In memory of striking this well, the quartet was formed. The joining of two acoustic duos: one formed by Vincent Segal on cello and Ballaké Sissoko on kora, the other by Vincent Peirani on accordion and Emile Parisien on saxophone.
When their first album Les Égarés was released in 2023, the quartet gave more than 150 concerts in Europe as well as in the United States. A space in which to play, a poetic asylum for these distinct individualities that put aside their egos to serve something in common, performing organic feats of prowess without displaying them as such.
Neither jazz nor traditional, neither chamber music nor avant-garde, although it contains something of all of these, Les Égarés is a gift for the ears, where virtuosity lies in the art of delivering a song with four voices.
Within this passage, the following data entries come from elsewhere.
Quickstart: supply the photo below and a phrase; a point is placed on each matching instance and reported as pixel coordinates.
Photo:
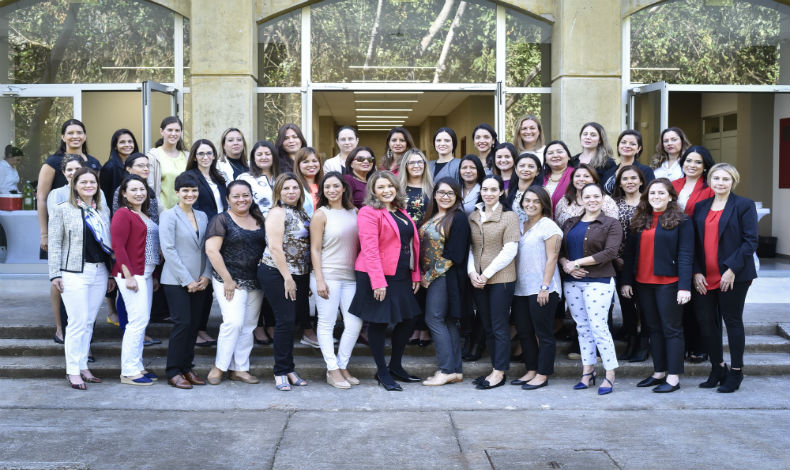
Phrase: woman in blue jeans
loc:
(444, 242)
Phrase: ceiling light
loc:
(399, 110)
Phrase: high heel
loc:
(390, 387)
(718, 375)
(732, 382)
(581, 385)
(606, 390)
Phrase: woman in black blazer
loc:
(658, 255)
(726, 238)
(212, 199)
(202, 163)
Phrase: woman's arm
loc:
(45, 178)
(317, 225)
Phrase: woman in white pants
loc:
(234, 244)
(590, 245)
(79, 255)
(136, 238)
(334, 245)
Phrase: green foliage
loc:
(734, 44)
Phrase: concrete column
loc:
(585, 62)
(224, 70)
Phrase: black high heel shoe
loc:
(390, 387)
(403, 376)
(718, 375)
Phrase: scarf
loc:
(96, 225)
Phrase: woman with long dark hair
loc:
(289, 140)
(629, 148)
(360, 164)
(399, 140)
(492, 271)
(235, 240)
(136, 244)
(168, 159)
(672, 143)
(122, 145)
(284, 273)
(387, 275)
(444, 241)
(658, 264)
(232, 160)
(538, 287)
(333, 249)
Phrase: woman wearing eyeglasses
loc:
(359, 166)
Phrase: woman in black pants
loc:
(185, 276)
(726, 238)
(387, 275)
(658, 256)
(284, 272)
(538, 287)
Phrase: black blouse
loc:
(241, 250)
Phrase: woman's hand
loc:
(229, 289)
(543, 297)
(700, 283)
(627, 291)
(131, 284)
(290, 288)
(727, 280)
(322, 289)
(380, 293)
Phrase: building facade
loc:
(719, 69)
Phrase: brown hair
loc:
(672, 216)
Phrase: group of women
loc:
(410, 244)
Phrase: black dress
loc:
(399, 304)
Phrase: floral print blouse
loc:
(432, 238)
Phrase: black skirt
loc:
(399, 304)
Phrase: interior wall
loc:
(466, 116)
(754, 157)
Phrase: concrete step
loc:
(112, 347)
(313, 366)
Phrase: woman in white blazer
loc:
(185, 276)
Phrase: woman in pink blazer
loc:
(388, 275)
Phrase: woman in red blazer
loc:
(691, 189)
(136, 242)
(388, 275)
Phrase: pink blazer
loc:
(379, 243)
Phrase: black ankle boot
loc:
(642, 351)
(732, 382)
(630, 349)
(717, 376)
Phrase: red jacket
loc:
(128, 232)
(379, 243)
(697, 194)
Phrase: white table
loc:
(22, 235)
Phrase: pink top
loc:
(379, 243)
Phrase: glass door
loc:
(648, 111)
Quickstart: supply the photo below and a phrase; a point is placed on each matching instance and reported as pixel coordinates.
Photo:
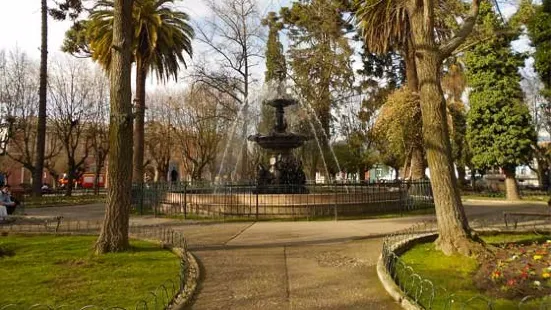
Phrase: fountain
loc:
(285, 174)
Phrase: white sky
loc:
(20, 25)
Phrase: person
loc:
(6, 200)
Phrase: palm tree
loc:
(161, 37)
(41, 124)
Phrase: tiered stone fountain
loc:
(285, 174)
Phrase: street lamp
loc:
(5, 133)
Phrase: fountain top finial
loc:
(281, 103)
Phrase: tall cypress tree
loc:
(499, 127)
(320, 60)
(276, 67)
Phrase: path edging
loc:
(386, 280)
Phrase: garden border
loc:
(167, 238)
(396, 244)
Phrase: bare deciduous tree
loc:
(71, 92)
(200, 125)
(19, 95)
(234, 35)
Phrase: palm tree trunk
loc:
(417, 152)
(453, 228)
(114, 232)
(41, 125)
(141, 76)
(511, 186)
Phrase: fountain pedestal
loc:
(285, 174)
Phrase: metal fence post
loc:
(335, 201)
(256, 203)
(185, 200)
(141, 198)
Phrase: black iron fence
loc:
(495, 191)
(289, 201)
(163, 297)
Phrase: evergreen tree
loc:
(320, 61)
(539, 31)
(499, 127)
(276, 67)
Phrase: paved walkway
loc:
(290, 265)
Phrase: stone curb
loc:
(182, 300)
(392, 289)
(386, 280)
(505, 202)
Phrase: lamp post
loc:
(6, 125)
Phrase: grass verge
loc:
(502, 197)
(265, 218)
(452, 276)
(60, 201)
(62, 270)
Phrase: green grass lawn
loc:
(502, 197)
(63, 270)
(454, 274)
(59, 201)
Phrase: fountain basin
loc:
(281, 205)
(279, 141)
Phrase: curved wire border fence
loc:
(165, 296)
(422, 292)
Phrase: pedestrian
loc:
(6, 200)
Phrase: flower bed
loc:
(518, 270)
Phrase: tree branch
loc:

There are no drums or percussion; and yet there is a pulsation that can be felt, a peace that is not meekly consensual but, it must be said, packs a punch.
From kora themes that the counter-melodies of the other instruments gently envelop, and the Coltrane-style trance raised by the accordion and soprano sax, these four men continue an ancestral blues by infusing it with the sway of a lullaby, and it is a thing of rare beauty!